Confessions of a Parade Geek
There are a lot of things that are great about living in a small town. But at the top of the list has got to be the parades.
Where I came from being in a parade was as attainable as getting nominated for a Nobel Prize.
I’d watch parade after parade every year, wondering if I’d ever get to march down a street carrying an instrument, or sit regally while waving from the back of a colored tissue filled trailer.
Oh, to be a waver instead of a wavee.
In the big city access to parade participation seems be largely based on some sort of secretive panel of elders who select individual floats based on the same logic that applies to lottery winners. The announcers would talk about the participants as if they had completed perfect SATs, rolled boulders up hill for days, and endured a grilling before a congressional subcommittee just to get an application.

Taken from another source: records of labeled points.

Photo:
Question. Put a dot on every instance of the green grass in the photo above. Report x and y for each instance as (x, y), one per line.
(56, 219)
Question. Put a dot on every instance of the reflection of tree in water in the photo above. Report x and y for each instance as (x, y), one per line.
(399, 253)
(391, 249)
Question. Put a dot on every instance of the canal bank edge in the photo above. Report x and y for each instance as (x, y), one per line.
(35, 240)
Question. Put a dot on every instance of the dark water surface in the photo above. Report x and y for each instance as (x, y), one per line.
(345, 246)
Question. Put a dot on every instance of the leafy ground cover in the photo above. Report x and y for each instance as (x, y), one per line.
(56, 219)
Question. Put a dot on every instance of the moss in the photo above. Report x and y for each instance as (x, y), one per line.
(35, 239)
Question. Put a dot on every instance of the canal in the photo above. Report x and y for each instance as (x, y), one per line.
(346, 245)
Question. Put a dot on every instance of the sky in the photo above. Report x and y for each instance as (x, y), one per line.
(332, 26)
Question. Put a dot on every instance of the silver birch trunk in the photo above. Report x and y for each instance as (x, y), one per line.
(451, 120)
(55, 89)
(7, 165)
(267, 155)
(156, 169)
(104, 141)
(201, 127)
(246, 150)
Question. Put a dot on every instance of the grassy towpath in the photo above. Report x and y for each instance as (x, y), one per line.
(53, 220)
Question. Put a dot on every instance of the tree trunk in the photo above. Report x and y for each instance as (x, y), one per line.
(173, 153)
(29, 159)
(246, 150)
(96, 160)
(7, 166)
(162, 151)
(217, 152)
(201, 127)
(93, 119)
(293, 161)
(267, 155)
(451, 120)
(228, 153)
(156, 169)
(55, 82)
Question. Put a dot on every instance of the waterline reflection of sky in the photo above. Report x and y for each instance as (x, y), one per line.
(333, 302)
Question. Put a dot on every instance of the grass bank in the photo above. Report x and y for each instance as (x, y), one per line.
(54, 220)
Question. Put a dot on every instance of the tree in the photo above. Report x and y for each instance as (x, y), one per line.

But that didn’t keep me from dreaming. I became a parade geek, watching countless parades on TV, dashing out to the big ones even though it involved camping on the street for four hours beforehand. No kidding.
Fortunately I moved. And I found parade heaven.
In a small town, everybody can be in a parade. No kidding. EVERYBODY.
In fact, pretty much all you have to do is agree to show up. I mean it’s really sort of incredible that anyone is even left on the sidelines.
In our small town you don’t have to have pull in the mayor’s office or belong to some big company. You can just be… well… a parade geek. You don’t have to represent any one particularly important.
In fact, one year we were in the 4th of July parade representing our street -- which is only two blocks long.
That year we inexplicably won first place. I suspect the fact that we had dogs on our float and one of the judges was our local veterinarian helped.
This year both girls were in the Christmas parade on separate floats, one as an elf, the other as a Who from Whoville. Even our dog was in the parade, wearing a single deer antler on his head.
I walked between the floats trying to ensure no one got run over while we sped along at 5 miles an hour.